The M protein of coronaviruses is a structural membrane protein and plays an important role in the viral assembly process. Here, we have cloned the full-length M gene of the Chinese IBV isolate HH06 and determined its nucleotide sequence. Sequence comparison with other reference strains, which was revealed that the M gene was conserved among various IBV strains inferred from their high sequence similarity, and can be used as a target to develop a nucleic acid-based test for the diagnosis of IBV infection. Many aspects of IBV have been extensively studied [2732]. Particularly, it is documented that IBV M protein is indispensable for many biological functions including viral core stability [10, 27, 3336]. In the future, we will express the M gene to further analyze its biological function of the M protein and develop optimal reagents for serological diagnosis.

There is evidence that IBV recombination occurs in the envelope and membrane genes [37]. In this study, many Chinese isolates, such as SAIBK, partridge/GD/S14/2003, CK/CH/LGD/04II, CK/CH/LSC/99I, LDT3, and our newly isolated strain, HH06, were isolated from rather different places in China had very high sequence identity. Our data indicate that the spread of IBV to different regions of China may occur, and whether there is a recombination needs to be investigated in the future.

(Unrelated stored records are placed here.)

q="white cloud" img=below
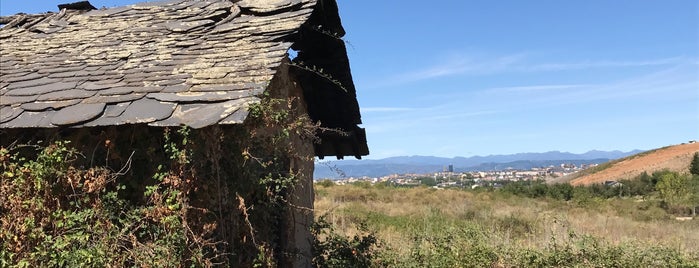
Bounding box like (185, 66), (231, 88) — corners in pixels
(484, 84), (588, 94)
(518, 57), (690, 72)
(361, 107), (416, 112)
(366, 53), (695, 88)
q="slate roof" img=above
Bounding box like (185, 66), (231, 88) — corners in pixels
(0, 0), (368, 159)
(0, 0), (318, 129)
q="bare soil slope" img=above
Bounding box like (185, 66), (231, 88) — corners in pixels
(568, 142), (699, 186)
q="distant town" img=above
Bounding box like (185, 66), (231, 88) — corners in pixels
(315, 163), (598, 189)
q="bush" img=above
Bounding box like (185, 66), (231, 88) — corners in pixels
(0, 142), (217, 267)
(317, 179), (336, 187)
(418, 177), (437, 187)
(311, 215), (381, 267)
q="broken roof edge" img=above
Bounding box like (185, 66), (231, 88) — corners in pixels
(0, 1), (96, 26)
(289, 0), (368, 159)
(57, 1), (97, 12)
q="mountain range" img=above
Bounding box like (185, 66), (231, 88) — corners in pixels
(314, 150), (644, 179)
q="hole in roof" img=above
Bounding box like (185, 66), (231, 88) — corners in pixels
(287, 48), (298, 60)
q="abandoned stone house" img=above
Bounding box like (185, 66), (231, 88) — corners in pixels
(0, 0), (367, 266)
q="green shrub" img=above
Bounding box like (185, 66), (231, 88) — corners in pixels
(311, 215), (381, 268)
(0, 141), (216, 267)
(317, 179), (336, 187)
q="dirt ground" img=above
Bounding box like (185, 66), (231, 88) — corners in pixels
(570, 142), (699, 186)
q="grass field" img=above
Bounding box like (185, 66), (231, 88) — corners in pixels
(314, 184), (699, 267)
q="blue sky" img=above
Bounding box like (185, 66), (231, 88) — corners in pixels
(2, 0), (698, 158)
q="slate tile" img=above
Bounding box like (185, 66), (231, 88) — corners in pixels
(88, 6), (131, 17)
(117, 98), (176, 124)
(47, 71), (78, 78)
(49, 20), (69, 27)
(190, 75), (262, 86)
(93, 78), (126, 85)
(219, 106), (251, 124)
(6, 81), (78, 96)
(106, 51), (132, 60)
(121, 68), (145, 75)
(84, 65), (103, 71)
(123, 82), (149, 88)
(182, 9), (228, 22)
(0, 67), (23, 76)
(21, 99), (82, 111)
(37, 89), (96, 101)
(123, 71), (171, 81)
(0, 95), (39, 105)
(151, 98), (251, 128)
(51, 103), (106, 125)
(144, 65), (176, 73)
(238, 0), (301, 14)
(132, 86), (163, 93)
(189, 82), (267, 92)
(174, 40), (201, 47)
(168, 10), (206, 21)
(98, 86), (139, 96)
(163, 20), (214, 33)
(132, 0), (181, 8)
(169, 54), (201, 61)
(146, 90), (258, 102)
(162, 84), (192, 93)
(4, 72), (44, 83)
(102, 102), (131, 117)
(82, 93), (145, 104)
(154, 79), (186, 87)
(1, 111), (55, 128)
(83, 114), (122, 127)
(40, 64), (87, 75)
(206, 1), (236, 11)
(79, 81), (118, 90)
(94, 40), (122, 47)
(85, 74), (126, 82)
(99, 63), (124, 71)
(0, 106), (23, 123)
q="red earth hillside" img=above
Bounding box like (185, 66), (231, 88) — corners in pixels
(569, 142), (699, 186)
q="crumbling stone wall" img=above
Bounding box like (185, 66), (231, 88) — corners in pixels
(0, 59), (316, 267)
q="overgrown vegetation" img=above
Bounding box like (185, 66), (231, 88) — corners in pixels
(315, 183), (699, 267)
(311, 215), (379, 267)
(0, 139), (219, 267)
(2, 113), (696, 268)
(497, 169), (699, 216)
(0, 92), (320, 267)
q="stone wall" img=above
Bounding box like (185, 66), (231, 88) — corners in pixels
(0, 58), (317, 267)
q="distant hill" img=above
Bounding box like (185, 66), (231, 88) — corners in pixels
(314, 150), (642, 179)
(551, 143), (699, 186)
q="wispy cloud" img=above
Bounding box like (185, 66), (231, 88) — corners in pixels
(370, 54), (525, 87)
(481, 64), (699, 107)
(421, 110), (500, 121)
(361, 107), (416, 113)
(406, 54), (525, 81)
(484, 84), (588, 94)
(367, 53), (694, 88)
(364, 108), (498, 134)
(518, 57), (690, 72)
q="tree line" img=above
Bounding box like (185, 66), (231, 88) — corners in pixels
(500, 152), (699, 216)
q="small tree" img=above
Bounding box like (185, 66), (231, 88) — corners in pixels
(690, 152), (699, 176)
(689, 178), (699, 217)
(656, 172), (692, 214)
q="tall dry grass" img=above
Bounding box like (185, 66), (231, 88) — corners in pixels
(314, 184), (699, 266)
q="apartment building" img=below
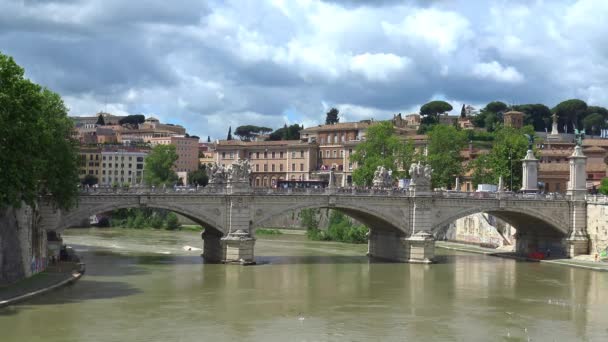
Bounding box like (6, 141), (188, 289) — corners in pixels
(77, 147), (101, 180)
(150, 135), (199, 173)
(100, 148), (148, 185)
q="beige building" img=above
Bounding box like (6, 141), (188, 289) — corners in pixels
(100, 148), (148, 185)
(503, 110), (524, 129)
(214, 140), (318, 187)
(77, 147), (101, 181)
(139, 117), (186, 135)
(150, 135), (200, 173)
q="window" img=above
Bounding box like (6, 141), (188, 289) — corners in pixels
(137, 164), (143, 169)
(89, 170), (94, 174)
(319, 151), (323, 158)
(300, 150), (304, 158)
(264, 164), (268, 172)
(222, 152), (226, 158)
(109, 156), (112, 161)
(102, 170), (106, 175)
(129, 164), (132, 168)
(349, 149), (352, 156)
(249, 152), (253, 158)
(229, 152), (234, 159)
(255, 164), (260, 172)
(103, 156), (106, 161)
(137, 157), (144, 162)
(300, 163), (304, 171)
(340, 150), (344, 158)
(129, 156), (132, 161)
(326, 150), (330, 158)
(333, 150), (337, 158)
(103, 163), (106, 168)
(280, 164), (283, 171)
(256, 152), (260, 159)
(272, 151), (275, 159)
(264, 151), (268, 158)
(271, 164), (275, 172)
(320, 137), (325, 144)
(291, 163), (295, 171)
(291, 152), (295, 158)
(280, 152), (284, 158)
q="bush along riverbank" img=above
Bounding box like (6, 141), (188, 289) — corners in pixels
(104, 208), (182, 230)
(302, 209), (368, 244)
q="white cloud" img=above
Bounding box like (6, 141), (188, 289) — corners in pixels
(349, 53), (410, 81)
(472, 61), (524, 84)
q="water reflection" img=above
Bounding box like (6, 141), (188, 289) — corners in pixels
(0, 229), (607, 341)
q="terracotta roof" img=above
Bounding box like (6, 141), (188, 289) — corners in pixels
(215, 140), (313, 147)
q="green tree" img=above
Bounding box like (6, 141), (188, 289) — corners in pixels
(96, 113), (105, 126)
(426, 125), (467, 189)
(143, 145), (179, 186)
(599, 178), (608, 195)
(325, 107), (339, 125)
(234, 125), (273, 141)
(118, 114), (145, 126)
(484, 101), (508, 113)
(227, 126), (233, 140)
(267, 124), (303, 141)
(188, 168), (209, 186)
(420, 100), (453, 125)
(82, 174), (98, 186)
(165, 212), (181, 230)
(469, 126), (535, 190)
(0, 52), (79, 210)
(350, 121), (415, 186)
(207, 136), (211, 143)
(553, 99), (587, 133)
(513, 104), (552, 132)
(583, 113), (606, 135)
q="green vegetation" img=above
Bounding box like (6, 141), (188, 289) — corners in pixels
(110, 208), (182, 230)
(325, 107), (339, 125)
(255, 228), (283, 235)
(553, 99), (587, 133)
(234, 125), (273, 141)
(303, 209), (367, 244)
(144, 144), (179, 186)
(0, 52), (79, 210)
(82, 174), (99, 186)
(267, 123), (303, 141)
(351, 121), (415, 186)
(188, 167), (209, 186)
(513, 104), (552, 132)
(469, 126), (536, 189)
(599, 178), (608, 196)
(426, 125), (467, 189)
(118, 114), (145, 126)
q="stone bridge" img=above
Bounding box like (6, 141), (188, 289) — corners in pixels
(40, 146), (592, 264)
(39, 187), (588, 264)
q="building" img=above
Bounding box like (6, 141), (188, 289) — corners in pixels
(139, 117), (186, 135)
(199, 142), (215, 167)
(77, 147), (101, 181)
(100, 148), (148, 186)
(150, 135), (200, 173)
(503, 110), (524, 129)
(214, 140), (318, 187)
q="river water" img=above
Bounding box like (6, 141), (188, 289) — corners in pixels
(1, 228), (608, 341)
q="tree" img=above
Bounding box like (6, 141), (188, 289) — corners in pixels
(118, 114), (145, 126)
(350, 121), (416, 186)
(325, 108), (339, 125)
(143, 145), (179, 186)
(485, 101), (508, 113)
(583, 113), (606, 135)
(82, 174), (98, 186)
(188, 169), (209, 186)
(267, 124), (302, 141)
(553, 99), (587, 133)
(234, 125), (273, 141)
(426, 125), (467, 189)
(460, 104), (466, 118)
(599, 178), (608, 195)
(0, 52), (79, 210)
(420, 101), (453, 125)
(469, 126), (535, 190)
(207, 136), (211, 143)
(227, 126), (233, 140)
(96, 113), (105, 126)
(513, 104), (552, 132)
(472, 101), (508, 131)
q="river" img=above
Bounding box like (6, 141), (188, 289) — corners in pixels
(1, 228), (608, 341)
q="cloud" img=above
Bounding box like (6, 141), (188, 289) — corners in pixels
(1, 0), (608, 139)
(472, 61), (524, 84)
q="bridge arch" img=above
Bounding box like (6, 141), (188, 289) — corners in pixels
(253, 200), (406, 235)
(58, 202), (225, 235)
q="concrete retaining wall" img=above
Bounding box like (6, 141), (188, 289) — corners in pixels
(587, 203), (608, 254)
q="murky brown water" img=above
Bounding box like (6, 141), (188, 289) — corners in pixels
(1, 228), (608, 341)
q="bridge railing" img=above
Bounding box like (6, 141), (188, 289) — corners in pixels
(78, 186), (568, 200)
(586, 195), (608, 204)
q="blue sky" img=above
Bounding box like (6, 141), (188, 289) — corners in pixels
(2, 0), (608, 138)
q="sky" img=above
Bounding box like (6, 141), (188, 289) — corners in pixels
(2, 0), (608, 139)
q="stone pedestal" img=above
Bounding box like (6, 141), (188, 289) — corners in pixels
(521, 149), (539, 193)
(201, 230), (223, 262)
(567, 145), (587, 200)
(564, 236), (589, 258)
(405, 231), (435, 264)
(221, 230), (256, 265)
(227, 181), (251, 194)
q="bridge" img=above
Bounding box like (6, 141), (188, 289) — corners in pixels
(40, 147), (591, 264)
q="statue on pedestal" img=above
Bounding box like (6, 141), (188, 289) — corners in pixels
(408, 162), (432, 192)
(372, 166), (392, 188)
(209, 163), (228, 185)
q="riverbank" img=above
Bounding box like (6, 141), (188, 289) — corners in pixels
(0, 262), (85, 307)
(436, 241), (608, 272)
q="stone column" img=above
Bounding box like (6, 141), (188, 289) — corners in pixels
(564, 199), (589, 257)
(405, 198), (435, 263)
(521, 150), (539, 193)
(201, 229), (224, 262)
(220, 196), (256, 264)
(566, 145), (587, 200)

To further elucidate the molecular evolution of IBV, a phylogenetic tree was constructed according to the M gene sequences. In agreement with the sequence comparison, the tree topology showed the IBV isolates have been divided into several branches, and most Chinese isolates including HH06 isolate were closely clustered in the phylogenetic tree. Most American IBV isolates were also located in neighbored branches. Interestingly, many Chinese IBV isolates that were from different places shared the same branch. For example, SAIBK isolated from Sichuan Province, partridge/GD/S14/2003 and LDT3 isolated from Guangdong Province, and HH06 isolated in Northern China shared the same branch and displayed closer relationships. This result, together with the sequence comparison, allows us to hypothesize that some Chinese IBV isolates may have a common ancestor, although they were isolated from the different regions in mainland China. Particularly, it should be noted that the IBV LDT3 is a peafowl isolate [19, 36]. However, the distinctive dissimilarity between many Chinese isolates and the widely used IBV vaccine strain such as H120 and H52 also indicates that the antigenic drift is likely to occur among some Chinese IBV strains under the long-term immune pressure.

Our results also highlight the importance of developing in time new IBV vaccines against the IBV variants. However, more data and necessary experiments are required to verify our hypothesis and to delineate why the Chinese isolates (HK and Jilin) locate in other different branches in the phylogenetic tree, respectively. In addition, to really understand the relationships among the IBV isolates, more extensive sequencing of the whole genome, the regional vaccination background, and the epidemiology should be investigated in the future.